Hace más de cuatro meses de mi última entrada y no he querido refrenar mi impulso de remediarlo con esta palabra que tiene un especial significado en mi trayectoria como traductora audiovisual –no aventuréis nada extraño, que ya os estoy imaginando con cara de espanto o de picardía–. Y es que no sé si me estoy haciendo viejecilla a un ritmo más acelerado últimamente pues me afloran cuantiosos ramalazos nostálgicos y paso repaso a mi vida con frecuencia.
Mis inicios en el mundo de la traducción fueron en el ámbito jurídico y económico para aprovechar los recursos y el contexto en el que, por aquel entonces, me movía como pez en el agua, ya que como licenciada en Ciencias Económicas que llevaba varios años simultaneando los estudios con un trabajo a tiempo parcial en un bufete de abogados inglés, estaba en contacto con documentación de este tipo en ambos idiomas. Sin embargo, un día llamó mi atención un anuncio en prensa con el que buscaban «traductor audiovisual», previa prueba de traducción. Yo me hallaba en pleno proceso de selección con grandes posibilidades como secretaria y traductora jurídica en otro bufete, pero aquello me sonó tan atractivo y exótico, además de que la empresa estuviera ubicada cerca de casa, que llamé y me convocaron para una prueba. Siempre he apostado por una formación multidisciplinar y he de confesaros que mi habilidad ofimática ante un contratiempo durante la prueba les causó tan buena impresión o mejor que mis virtudes como traductora que me dijeron al instante que el puesto era mío, si superaba la corrección de la prueba. Y así fue, y la decisión entre aceptar el puesto como traductora jurídica o audiovisual me fue sumamente fácil… Nunca me he movido por el dinero, you know what I mean.

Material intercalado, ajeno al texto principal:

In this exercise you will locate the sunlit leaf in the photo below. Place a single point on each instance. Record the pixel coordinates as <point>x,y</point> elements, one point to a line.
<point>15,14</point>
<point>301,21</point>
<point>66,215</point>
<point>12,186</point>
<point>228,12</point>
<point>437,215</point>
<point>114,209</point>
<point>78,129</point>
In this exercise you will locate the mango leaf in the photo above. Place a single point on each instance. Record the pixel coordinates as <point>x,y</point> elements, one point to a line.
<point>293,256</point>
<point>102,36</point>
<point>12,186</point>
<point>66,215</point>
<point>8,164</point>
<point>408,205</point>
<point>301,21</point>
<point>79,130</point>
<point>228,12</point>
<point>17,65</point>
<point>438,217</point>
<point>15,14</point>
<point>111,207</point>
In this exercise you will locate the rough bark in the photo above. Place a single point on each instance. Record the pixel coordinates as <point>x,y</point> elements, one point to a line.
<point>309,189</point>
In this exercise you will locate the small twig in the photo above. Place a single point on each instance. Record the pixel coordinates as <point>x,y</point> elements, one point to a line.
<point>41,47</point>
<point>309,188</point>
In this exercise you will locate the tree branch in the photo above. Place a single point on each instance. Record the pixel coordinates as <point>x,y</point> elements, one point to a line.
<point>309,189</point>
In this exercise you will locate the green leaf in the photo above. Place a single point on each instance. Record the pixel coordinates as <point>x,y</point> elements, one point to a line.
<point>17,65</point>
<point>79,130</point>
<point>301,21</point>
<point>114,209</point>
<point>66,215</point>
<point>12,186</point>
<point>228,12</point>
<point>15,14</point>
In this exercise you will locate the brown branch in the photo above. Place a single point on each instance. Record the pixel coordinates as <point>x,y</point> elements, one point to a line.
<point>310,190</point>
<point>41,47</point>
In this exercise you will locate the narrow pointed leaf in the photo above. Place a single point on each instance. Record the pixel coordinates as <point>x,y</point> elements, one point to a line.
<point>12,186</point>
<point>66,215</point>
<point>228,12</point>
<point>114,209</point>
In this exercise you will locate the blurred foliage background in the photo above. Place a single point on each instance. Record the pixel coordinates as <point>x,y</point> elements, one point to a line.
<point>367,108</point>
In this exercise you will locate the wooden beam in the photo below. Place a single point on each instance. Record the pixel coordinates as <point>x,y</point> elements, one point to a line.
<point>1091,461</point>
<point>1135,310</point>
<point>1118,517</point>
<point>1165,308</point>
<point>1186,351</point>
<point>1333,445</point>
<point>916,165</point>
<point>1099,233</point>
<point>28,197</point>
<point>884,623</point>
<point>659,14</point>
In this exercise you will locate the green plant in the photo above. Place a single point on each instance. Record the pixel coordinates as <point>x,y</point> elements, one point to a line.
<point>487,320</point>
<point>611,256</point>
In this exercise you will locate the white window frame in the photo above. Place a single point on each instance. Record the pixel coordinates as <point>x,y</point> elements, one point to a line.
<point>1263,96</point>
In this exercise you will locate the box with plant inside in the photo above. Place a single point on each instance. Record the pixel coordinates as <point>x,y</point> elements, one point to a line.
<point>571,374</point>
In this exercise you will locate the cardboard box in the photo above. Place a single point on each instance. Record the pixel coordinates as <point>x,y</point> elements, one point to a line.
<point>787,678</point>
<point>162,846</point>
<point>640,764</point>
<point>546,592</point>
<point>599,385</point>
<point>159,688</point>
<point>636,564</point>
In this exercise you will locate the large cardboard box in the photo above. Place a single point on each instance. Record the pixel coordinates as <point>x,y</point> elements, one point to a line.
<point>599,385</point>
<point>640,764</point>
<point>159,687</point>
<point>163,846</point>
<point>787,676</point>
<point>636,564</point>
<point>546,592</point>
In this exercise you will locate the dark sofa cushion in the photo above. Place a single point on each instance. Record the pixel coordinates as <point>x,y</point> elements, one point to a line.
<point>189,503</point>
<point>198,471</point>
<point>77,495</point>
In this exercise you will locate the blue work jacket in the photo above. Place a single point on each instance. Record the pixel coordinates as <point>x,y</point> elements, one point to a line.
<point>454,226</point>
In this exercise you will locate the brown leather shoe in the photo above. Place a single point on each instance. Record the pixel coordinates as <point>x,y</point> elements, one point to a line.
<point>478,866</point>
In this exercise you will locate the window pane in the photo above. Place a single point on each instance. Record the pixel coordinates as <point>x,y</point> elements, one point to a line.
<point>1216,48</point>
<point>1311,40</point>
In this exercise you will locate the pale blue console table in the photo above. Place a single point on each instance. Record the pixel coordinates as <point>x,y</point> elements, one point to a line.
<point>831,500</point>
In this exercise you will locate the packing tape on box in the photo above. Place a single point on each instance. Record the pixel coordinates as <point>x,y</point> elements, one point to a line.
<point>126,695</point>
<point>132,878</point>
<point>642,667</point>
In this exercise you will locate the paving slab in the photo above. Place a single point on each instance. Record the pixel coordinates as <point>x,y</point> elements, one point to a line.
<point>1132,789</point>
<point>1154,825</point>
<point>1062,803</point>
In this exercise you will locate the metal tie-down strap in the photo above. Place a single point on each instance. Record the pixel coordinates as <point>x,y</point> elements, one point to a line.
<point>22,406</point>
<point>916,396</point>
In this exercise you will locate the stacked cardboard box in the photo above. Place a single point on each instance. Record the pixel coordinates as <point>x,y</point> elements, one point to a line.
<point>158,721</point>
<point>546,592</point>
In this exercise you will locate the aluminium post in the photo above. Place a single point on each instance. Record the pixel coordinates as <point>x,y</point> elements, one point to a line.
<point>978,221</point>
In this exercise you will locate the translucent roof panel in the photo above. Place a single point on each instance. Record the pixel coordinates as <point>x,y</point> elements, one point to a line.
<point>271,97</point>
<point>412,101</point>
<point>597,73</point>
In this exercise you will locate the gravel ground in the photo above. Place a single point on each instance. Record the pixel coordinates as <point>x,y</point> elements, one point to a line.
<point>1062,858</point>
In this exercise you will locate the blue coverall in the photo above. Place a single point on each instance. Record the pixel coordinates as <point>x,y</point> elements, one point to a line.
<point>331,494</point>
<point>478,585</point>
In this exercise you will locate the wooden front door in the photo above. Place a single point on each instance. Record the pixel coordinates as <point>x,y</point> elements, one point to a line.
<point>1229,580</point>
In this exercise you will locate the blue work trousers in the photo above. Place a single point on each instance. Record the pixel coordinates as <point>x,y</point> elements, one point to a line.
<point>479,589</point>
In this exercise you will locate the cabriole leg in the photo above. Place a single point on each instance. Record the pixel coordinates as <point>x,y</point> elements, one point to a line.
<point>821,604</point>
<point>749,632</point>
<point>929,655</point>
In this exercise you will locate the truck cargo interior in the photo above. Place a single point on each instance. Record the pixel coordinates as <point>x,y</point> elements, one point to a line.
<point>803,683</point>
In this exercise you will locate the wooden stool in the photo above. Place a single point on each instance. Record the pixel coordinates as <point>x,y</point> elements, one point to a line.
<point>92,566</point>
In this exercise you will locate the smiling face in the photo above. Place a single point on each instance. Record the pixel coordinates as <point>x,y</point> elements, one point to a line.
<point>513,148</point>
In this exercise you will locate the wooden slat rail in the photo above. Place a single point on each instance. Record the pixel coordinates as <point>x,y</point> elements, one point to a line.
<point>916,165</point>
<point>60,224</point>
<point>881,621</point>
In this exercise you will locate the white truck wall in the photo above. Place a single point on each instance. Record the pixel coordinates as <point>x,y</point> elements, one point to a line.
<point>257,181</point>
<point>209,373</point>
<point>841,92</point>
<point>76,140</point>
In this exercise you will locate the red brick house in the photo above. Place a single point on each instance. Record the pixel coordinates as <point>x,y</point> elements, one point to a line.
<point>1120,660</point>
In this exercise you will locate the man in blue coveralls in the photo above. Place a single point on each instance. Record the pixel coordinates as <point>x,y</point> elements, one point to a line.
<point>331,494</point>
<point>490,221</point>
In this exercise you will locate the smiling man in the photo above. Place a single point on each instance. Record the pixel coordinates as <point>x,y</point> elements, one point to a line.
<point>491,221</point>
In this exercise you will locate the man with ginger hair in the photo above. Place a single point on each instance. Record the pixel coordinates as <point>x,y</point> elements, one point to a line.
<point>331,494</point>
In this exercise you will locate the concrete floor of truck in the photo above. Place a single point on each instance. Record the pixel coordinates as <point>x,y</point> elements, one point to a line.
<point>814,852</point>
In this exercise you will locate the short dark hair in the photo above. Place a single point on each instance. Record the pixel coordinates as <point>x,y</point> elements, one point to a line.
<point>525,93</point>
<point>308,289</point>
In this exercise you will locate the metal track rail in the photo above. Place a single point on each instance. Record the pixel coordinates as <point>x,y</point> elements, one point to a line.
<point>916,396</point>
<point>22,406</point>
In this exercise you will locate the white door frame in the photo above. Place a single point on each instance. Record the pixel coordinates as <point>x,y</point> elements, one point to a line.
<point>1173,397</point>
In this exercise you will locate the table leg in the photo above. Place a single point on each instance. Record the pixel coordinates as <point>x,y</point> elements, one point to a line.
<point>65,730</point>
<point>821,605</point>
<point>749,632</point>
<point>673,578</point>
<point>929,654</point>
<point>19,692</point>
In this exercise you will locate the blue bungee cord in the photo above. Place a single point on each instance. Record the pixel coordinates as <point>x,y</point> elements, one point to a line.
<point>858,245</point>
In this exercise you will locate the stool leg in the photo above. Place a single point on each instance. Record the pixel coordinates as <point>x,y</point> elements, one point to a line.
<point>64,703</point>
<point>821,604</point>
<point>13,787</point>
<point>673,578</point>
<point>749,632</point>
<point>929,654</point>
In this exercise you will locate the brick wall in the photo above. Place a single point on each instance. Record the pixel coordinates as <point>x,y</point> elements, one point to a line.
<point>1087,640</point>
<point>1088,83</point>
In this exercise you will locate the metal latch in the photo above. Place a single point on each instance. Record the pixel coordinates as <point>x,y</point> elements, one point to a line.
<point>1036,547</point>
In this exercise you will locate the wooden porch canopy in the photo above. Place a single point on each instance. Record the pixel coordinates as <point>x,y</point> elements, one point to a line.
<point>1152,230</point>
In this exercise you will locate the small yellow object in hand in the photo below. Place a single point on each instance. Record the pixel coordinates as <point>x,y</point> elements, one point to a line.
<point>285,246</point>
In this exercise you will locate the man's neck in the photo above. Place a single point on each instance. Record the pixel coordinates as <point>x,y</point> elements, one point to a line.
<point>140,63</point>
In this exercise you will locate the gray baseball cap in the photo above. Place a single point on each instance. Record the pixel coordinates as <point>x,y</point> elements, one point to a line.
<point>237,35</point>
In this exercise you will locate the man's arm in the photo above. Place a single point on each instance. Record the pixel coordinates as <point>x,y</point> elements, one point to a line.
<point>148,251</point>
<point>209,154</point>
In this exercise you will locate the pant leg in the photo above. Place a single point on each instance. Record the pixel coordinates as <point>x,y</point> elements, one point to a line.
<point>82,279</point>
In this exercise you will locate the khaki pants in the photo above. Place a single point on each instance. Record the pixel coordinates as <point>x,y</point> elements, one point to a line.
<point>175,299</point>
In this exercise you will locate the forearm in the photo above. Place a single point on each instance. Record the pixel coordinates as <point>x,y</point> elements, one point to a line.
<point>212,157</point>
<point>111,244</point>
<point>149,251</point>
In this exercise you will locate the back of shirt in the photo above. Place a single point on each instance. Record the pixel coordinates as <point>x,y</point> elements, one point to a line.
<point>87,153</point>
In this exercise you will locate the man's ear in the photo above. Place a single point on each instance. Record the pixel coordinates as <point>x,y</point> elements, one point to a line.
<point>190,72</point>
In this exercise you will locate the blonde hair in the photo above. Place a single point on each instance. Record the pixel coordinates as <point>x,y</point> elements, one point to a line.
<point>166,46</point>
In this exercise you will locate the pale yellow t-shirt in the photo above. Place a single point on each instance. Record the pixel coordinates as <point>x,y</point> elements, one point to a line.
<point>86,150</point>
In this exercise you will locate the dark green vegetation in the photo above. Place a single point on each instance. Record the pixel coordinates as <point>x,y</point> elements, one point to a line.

Y todo este rollo para deciros que empecé traduciendo el talk show que presentaba Conan O’Brien, Late Night. Con él empecé a empaparme del sentido del humor americano y a coger experiencia a pasos agigantados en el mundillo de la traducción audiovisual, al tener que buscarme la vida para resolver los constantes chistes y trasladar al español con la pertinente adaptación cultural sus jocosas alusiones y referencias a su entorno. Pues bien, igual que a los más peques el «caca, culo, pedo, pis» les provoca una risa incontenible, a los adultos parece que los temas relacionados con el sexo son continuo motivo de chiste y en ese programa precisamente, fue donde me apareció por primera vez esta palabreja: «queef», que nada tiene que ver con «quiff», ese tupé característico de los años 50 como el que luce John Travolta en Grease. «Queef» sería sinónimo de «pussy fart», o sea, de lo que se denomina pedo vaginal, flatulencia vaginal o ventosidad vaginal, y es ese gas que se escapa durante el coito y que se produce en la vagina durante el mismo como consecuencia de la pérdida de tono muscular en las paredes vaginales. Lamentablemente, no he conseguido localizar el fragmento del programa en el que aparecía, pero se explica por sí misma.
Hoy no voy a acabar con ningún chistecito sino poniéndome seria un instante. No voy a entrar en pormenores jurídicos pues carezco de formación al respecto ni en emitir juicios de valor personales contra los jueces, pero en vista de la famosa sentencia de La Manada –que lo que sí deja claro es que algo falla en el sistema legal y en la sociedad–, me gustaría hacer énfasis en la importancia de una educación sexual sana, sin tabús, pero con respeto y con tolerancia cero hacia los abusos sexuales, agresiones sexuales, violaciones o llámese como se quiera… Es decir, por favor, que una cuestión semántica no minimice los comportamientos aberrantes de, por suerte, una minoría de hombres, pero que debería reducirse a cero.